Gilligan finished her doctorate on time despite excruciating headaches and severely limited mobility caused by a tear in the dura matter, the membrane cushioning the brain and spinal cord. Unable to stand up straight, she wrote her dissertation, a piano concerto, on a laptop flat on her back.
Gilligan was teaching at Keene State College when surgery ended her three-year ordeal. Since then, her commitment to healthy collaborations has become healthier. She’s had several significant works commissioned by the Boston Composers’ Coalition, a five-year-old, seven-member group devoted to new American music. The coalition co-sponsored Flights Ascending and I’ll See You in the Morning, which debuted during a 2014 choral festival at Carnegie Hall. Gilligan based the a cappella score on a children’s book that she and her husband read to their daughter every night during her first six months.
Gilligan has a sizable stable of musicians who double as exceptional soloists and teammates. She and soprano Margot Rood first collaborated in 2011, when Rood and seven other female singers performed new settings of a Latin Mass section by Gilligan and five other composers. Impressed by Gilligan’s “gorgeous” rendition of the Dona Nobis Pacem, Rood asked her to score poems by Sara Teasdale, the first woman to win a Pulitzer Prize for poetry. Their project, Living in Light, is the titular centerpiece of a CD of Gilligan’s compositions she plans to release in 2016.
Rood praises Gilligan as an open-minded, open-tuned, true-blue partner. Another Gilligan fan is Christopher Swist, the engineer of Living in Light and a fellow composing teacher at Keene State. Over six years, they’ve premiered each other’s works, founded a contemporary- music ensemble and expanded Gilligan’s initiatives. Launched in 2011, an annual call for scores based on themes—concert band, sustainability—has drawn as many as 70 submissions, 17 from overseas composers. Launched in 2013, a more demanding degree in composition has increased the number of student composers from two to 17.

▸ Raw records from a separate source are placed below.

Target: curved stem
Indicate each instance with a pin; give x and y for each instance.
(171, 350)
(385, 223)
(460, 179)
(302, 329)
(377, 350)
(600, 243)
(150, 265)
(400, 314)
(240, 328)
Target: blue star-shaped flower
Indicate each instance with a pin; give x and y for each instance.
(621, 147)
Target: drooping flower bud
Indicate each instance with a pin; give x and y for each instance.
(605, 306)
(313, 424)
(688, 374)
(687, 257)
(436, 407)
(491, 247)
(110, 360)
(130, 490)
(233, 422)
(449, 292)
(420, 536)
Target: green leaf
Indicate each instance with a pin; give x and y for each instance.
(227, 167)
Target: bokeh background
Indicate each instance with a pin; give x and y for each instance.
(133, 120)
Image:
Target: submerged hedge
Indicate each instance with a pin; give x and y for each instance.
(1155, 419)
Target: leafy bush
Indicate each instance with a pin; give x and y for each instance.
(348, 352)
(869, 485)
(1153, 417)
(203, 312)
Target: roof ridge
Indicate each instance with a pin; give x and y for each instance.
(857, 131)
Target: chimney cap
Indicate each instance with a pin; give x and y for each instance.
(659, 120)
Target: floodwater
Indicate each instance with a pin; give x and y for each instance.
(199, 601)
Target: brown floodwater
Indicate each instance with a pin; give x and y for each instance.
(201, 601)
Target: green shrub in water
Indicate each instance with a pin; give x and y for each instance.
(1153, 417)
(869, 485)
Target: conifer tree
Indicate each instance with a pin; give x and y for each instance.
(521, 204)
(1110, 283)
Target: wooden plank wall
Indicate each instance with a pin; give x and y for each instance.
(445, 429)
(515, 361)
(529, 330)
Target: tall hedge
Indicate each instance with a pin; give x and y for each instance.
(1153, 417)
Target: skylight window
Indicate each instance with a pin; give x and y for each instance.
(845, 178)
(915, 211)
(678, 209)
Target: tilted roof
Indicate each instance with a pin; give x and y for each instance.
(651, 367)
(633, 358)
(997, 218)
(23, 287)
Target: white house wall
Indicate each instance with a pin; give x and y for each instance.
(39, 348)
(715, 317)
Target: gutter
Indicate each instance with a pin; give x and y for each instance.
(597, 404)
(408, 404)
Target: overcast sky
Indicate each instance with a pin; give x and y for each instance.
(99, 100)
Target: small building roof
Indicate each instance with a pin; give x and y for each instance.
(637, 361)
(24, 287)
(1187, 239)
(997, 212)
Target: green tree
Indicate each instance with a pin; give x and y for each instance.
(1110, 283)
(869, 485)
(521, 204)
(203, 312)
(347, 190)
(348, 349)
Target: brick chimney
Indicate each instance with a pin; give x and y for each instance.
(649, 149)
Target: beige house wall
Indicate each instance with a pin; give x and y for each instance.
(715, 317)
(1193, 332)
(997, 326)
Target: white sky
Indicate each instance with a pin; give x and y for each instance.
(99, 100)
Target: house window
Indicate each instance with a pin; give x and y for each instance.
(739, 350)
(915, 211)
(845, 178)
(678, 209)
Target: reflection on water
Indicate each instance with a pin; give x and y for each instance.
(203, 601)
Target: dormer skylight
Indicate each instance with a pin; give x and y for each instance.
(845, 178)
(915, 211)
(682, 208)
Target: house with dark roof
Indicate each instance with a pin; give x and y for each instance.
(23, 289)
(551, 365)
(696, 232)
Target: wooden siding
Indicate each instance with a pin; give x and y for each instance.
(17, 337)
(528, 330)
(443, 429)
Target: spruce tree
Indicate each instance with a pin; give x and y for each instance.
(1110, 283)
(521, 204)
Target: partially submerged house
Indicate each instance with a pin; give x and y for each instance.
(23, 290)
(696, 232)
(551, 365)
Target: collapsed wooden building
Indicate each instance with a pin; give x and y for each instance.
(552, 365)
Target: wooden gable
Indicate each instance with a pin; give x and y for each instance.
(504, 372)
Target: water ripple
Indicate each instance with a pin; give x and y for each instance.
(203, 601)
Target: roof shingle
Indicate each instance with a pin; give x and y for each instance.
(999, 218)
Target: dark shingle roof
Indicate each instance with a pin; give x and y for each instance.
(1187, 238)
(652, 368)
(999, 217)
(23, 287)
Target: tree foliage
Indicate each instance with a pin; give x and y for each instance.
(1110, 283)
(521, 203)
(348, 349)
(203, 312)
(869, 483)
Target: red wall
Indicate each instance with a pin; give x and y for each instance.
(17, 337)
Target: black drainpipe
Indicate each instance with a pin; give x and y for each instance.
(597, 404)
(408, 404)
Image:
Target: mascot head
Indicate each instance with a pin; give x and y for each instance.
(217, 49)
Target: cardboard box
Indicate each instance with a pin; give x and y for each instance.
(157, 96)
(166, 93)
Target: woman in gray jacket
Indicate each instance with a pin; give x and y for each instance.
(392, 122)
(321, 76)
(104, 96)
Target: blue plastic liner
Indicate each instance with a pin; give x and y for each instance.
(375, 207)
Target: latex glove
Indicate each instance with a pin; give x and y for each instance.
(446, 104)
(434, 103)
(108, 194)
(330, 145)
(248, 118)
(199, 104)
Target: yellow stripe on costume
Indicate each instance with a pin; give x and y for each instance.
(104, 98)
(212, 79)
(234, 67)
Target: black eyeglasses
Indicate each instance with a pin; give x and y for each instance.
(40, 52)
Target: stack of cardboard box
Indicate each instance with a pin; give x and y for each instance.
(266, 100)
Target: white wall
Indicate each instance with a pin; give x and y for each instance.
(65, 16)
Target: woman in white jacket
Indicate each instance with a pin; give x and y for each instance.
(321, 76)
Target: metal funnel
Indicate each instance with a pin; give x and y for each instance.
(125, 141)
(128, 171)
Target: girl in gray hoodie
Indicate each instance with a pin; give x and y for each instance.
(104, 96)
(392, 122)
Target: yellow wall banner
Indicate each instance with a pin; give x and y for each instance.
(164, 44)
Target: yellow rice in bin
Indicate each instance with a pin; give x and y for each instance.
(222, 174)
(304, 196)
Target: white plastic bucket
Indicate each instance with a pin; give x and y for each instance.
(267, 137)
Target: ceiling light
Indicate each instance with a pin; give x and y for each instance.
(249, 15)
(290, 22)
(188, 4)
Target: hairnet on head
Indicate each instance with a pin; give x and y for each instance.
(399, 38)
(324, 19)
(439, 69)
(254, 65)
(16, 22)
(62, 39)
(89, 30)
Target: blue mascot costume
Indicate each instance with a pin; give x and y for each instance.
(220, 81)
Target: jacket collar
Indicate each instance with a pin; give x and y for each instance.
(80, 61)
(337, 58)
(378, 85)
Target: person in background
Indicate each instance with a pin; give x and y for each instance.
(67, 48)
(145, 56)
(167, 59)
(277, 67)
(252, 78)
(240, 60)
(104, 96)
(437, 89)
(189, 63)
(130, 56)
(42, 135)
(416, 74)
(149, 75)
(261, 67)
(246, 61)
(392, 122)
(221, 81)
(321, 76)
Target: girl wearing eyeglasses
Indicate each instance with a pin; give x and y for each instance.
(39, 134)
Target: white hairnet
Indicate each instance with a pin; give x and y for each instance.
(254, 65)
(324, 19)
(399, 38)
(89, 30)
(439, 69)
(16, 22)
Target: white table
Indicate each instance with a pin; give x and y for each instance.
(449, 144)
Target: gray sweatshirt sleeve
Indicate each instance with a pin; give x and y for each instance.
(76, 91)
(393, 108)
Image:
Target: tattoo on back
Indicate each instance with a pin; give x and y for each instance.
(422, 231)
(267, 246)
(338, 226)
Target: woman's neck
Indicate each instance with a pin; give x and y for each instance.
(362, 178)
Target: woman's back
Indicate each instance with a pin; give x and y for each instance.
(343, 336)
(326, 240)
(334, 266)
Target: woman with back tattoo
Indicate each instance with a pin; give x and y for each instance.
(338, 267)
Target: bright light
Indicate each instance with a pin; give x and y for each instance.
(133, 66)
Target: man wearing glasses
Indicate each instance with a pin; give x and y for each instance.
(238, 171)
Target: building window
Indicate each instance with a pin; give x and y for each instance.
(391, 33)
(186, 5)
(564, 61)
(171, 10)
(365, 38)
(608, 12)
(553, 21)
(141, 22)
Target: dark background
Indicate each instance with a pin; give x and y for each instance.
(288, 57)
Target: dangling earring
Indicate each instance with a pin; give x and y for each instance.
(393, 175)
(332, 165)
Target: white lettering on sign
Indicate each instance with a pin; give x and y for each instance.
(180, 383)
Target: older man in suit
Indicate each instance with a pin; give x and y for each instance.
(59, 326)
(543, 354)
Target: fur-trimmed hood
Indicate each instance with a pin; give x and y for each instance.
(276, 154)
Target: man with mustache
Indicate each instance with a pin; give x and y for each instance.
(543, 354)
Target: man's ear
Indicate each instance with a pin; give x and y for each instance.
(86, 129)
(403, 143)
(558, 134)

Thanks largely to Gilligan’s ambassadorship, a small, rural state school has become a magnetic sanctuary for concerts of new works and workshops with veteran composers like Salerni.
“Heather’s dedication to collaboration has raised everybody’s game,” says Swist. “She has definitely put the program on steroids.” Gilligan claims she’s at peace with composing, an often painful process. “I don’t always like what I write, but I don’t get myself into a dark abyss knowing the piece has failed to get to the other side,” she says. “I have a pretty stable life so I don’t need to draw on instability or dysfunctionality. I prefer to deal with musical materials rather than deconstruct my life.”
Gilligan has the same mission whether she’s writing Eight Songs on the Progress of Women or a “dialogue” for solo flute. “I’m trying to find the balance of boundaries without pushing them too far,” she says. “I don’t want my music to be only understood or appreciated by people in my field. I want it to be challenging and accessible, to live on its own.”
Gilligan plans to work on a piece that will be christened in March 2016 by a Lehigh woodwind quintet as well as new compositions by Salerni, D’Ambrosio, Tae Sakamoto ’02 and John Heiss ’60. She hopes to write a score inspired by her singing and dancing 3-year-old daughter, Gretchen, who loves to frolic at an organic dairy farm managed by her father, Alan Bettler, an environmental biologist Gilligan befriended in high school.
“I’m certainly not going to write music more accessible for her,” says Gilligan of Gretchen. “I’m more likely to write music to train her ears to make her appreciate music that’s less accessible. Pieces in response to her, about her. Pieces she might not listen to but that capture her movements and her moods.